Neue Wörter, neues Glück! Die abc-etüden, von Christiane nicht nur wunderbar betreut, sondern auch mit graphischen Ideen bereichert, gehen ab heute in eine neue 14-tägige Runde. Die Wörter hat diesmal Bettina von Wortgerinnsel beigetragen, und ich gebe gerne zu: sie kommen mir gelegen. Knirps und grotesk werden mich wegen ihrer zungenbrecherischen Eigenschaften noch zu mancher Kata-Strophe anregen, und das eher prosaische und glatt von der Zunge gehende notieren bildet einen feinen Kontrast dazu. Heute zum Einlaufen der Monolog eines Kauzes, der nicht nur gelehrt, sondern auch recht barsch daherkommt.

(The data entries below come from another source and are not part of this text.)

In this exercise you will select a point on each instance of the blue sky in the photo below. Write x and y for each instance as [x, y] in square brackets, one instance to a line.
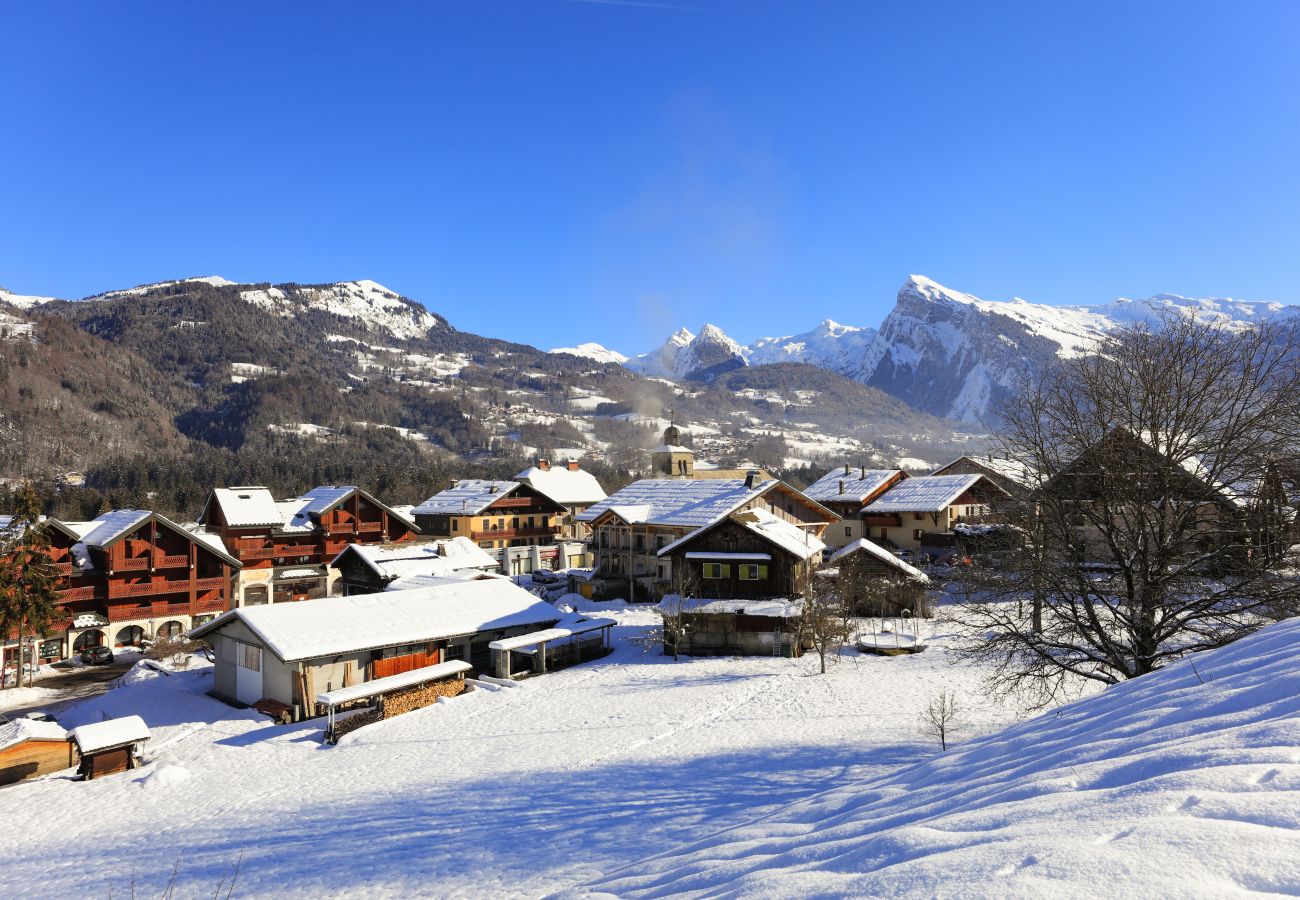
[564, 171]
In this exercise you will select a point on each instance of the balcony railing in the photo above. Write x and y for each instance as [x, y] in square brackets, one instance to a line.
[505, 533]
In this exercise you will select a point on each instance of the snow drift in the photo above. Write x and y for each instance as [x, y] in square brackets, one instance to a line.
[1183, 782]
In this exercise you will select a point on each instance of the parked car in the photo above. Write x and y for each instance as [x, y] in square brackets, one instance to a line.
[96, 656]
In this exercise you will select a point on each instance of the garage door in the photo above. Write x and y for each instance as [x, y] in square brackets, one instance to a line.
[247, 673]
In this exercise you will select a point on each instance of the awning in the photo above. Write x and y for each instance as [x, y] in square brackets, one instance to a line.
[394, 682]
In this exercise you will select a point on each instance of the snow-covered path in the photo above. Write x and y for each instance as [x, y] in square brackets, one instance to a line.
[512, 791]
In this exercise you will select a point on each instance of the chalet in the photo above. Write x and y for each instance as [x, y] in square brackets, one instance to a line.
[845, 492]
[632, 526]
[887, 585]
[918, 514]
[749, 554]
[291, 652]
[1006, 474]
[365, 569]
[286, 545]
[30, 748]
[733, 627]
[512, 520]
[570, 487]
[129, 576]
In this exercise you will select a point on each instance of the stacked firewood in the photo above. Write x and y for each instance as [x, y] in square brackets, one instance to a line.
[419, 697]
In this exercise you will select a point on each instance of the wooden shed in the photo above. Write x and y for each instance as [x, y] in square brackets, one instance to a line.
[30, 748]
[111, 745]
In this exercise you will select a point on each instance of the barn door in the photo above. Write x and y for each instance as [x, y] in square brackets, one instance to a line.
[247, 673]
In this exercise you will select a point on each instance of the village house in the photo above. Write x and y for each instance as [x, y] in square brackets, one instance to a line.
[1006, 474]
[367, 569]
[290, 654]
[632, 526]
[882, 583]
[286, 545]
[845, 492]
[749, 554]
[707, 627]
[514, 522]
[918, 514]
[570, 487]
[130, 576]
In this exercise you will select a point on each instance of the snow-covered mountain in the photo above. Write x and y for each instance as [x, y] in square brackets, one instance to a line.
[692, 357]
[830, 346]
[593, 351]
[957, 355]
[943, 351]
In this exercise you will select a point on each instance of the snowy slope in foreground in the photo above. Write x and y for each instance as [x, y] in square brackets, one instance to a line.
[1158, 787]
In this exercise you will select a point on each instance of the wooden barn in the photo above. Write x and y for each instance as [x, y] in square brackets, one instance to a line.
[749, 554]
[883, 584]
[109, 747]
[733, 627]
[289, 654]
[30, 748]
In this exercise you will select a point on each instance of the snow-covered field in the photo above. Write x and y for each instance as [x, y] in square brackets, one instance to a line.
[501, 792]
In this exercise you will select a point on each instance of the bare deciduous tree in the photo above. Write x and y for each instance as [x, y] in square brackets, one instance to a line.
[1155, 528]
[824, 621]
[940, 717]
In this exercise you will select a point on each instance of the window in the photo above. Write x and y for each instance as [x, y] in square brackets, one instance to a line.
[250, 657]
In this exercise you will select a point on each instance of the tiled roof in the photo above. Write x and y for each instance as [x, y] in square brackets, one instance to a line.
[926, 493]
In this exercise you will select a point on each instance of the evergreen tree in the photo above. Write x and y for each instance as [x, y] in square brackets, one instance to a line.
[29, 582]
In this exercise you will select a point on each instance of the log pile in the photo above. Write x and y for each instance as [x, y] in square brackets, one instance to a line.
[421, 696]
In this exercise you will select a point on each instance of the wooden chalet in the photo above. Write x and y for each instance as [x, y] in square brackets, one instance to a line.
[845, 492]
[495, 515]
[748, 554]
[30, 748]
[285, 546]
[631, 527]
[129, 576]
[918, 514]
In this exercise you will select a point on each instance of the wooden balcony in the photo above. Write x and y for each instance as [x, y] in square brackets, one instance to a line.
[887, 519]
[507, 533]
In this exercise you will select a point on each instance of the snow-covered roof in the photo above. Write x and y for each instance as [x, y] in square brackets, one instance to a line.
[924, 493]
[111, 526]
[858, 485]
[772, 528]
[246, 507]
[394, 682]
[563, 485]
[567, 627]
[363, 622]
[109, 734]
[467, 497]
[863, 545]
[776, 609]
[677, 502]
[21, 730]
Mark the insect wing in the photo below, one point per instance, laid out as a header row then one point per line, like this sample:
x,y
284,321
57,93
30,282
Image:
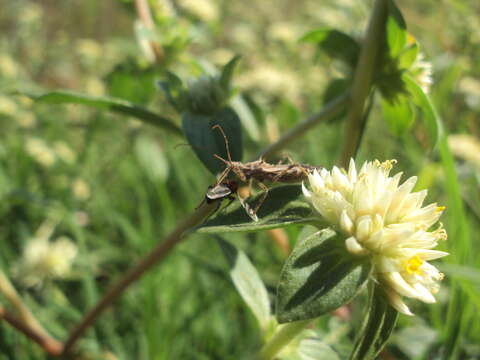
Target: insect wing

Ob wohl auch diese Kata-Strophen in einen Bauernkalender passen würden? Das Legebild habe ich jedenfalls wieder hauptsächlich aus Jürgen Küsters und hilfsweise aus Ulli Gaus und Susanne Hauns Schnipseln zusammengebastelt.

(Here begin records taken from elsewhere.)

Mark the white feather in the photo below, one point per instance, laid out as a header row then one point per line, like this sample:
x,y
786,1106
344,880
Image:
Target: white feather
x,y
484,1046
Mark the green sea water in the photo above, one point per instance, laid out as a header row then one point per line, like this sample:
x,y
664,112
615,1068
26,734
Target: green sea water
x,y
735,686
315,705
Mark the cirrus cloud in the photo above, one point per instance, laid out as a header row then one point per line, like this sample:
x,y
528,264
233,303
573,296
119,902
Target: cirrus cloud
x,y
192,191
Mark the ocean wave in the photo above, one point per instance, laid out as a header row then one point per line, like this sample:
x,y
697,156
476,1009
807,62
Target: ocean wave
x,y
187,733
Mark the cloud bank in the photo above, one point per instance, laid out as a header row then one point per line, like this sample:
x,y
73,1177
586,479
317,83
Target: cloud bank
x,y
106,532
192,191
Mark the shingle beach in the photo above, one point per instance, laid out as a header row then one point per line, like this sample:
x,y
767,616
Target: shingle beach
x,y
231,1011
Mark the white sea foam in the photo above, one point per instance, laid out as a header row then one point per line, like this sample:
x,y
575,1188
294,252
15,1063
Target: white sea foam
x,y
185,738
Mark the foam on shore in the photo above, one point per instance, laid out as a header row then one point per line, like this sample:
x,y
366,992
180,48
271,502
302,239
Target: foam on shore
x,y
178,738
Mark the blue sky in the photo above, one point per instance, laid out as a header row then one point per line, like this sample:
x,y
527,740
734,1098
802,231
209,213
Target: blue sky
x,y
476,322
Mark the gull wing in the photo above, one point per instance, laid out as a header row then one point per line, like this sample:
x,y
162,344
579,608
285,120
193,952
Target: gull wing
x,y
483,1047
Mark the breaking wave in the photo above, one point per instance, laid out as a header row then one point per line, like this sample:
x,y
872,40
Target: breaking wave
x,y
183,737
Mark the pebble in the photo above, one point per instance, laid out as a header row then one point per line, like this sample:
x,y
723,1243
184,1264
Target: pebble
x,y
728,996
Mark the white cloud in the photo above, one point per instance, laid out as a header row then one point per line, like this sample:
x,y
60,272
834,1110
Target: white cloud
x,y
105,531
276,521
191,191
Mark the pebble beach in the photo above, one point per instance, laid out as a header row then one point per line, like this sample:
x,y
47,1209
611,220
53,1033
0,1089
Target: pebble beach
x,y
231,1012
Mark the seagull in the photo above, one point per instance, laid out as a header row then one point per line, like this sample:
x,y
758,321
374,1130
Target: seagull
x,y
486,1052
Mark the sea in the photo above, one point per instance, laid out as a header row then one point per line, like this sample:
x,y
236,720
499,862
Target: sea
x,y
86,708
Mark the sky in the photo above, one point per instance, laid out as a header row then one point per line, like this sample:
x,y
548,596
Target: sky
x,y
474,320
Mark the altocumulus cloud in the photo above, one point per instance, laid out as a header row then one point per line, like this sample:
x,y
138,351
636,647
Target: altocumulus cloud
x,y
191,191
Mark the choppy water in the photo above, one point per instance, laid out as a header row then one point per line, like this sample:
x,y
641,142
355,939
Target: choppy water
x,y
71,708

Monolog eines gelehrten Kauzes
„Hej du, du Knirps, was machst du da
Auf meines Schreibtischs edler Platte?
Du willst doch wohl, du Heißassa,
nicht spielen mit der heilgen Kladde
in die ich sonst die hohen Flüge
und auch die tiefen, das versteht sich,
meiner Gedankenwelt eintrüge
denn leicht passiert, und es verweht sich
wenn ich nicht gleich notier, was ich gedacht
in Geisteshöhn und tiefer Seelennacht.
Du willst auch deine Ansichten vertreten
In meiner Kladde, die ich heilig halte?
Das ist grotesk und völlig unerbeten
und unerlaubt, solange ich hier walte!
Nun mach dich fort, du lächerlicher Wicht
Dies ist ein Ort der Weisheit, nicht für dich!
Wenn du nicht spurst, so nehme ich den Besen
Das fehlte noch! Das Zwergenvolk will lesen!“
Der kleine Knirps verdrückte sich beklommen
Und ist seither nicht mehr ans Licht gekommen.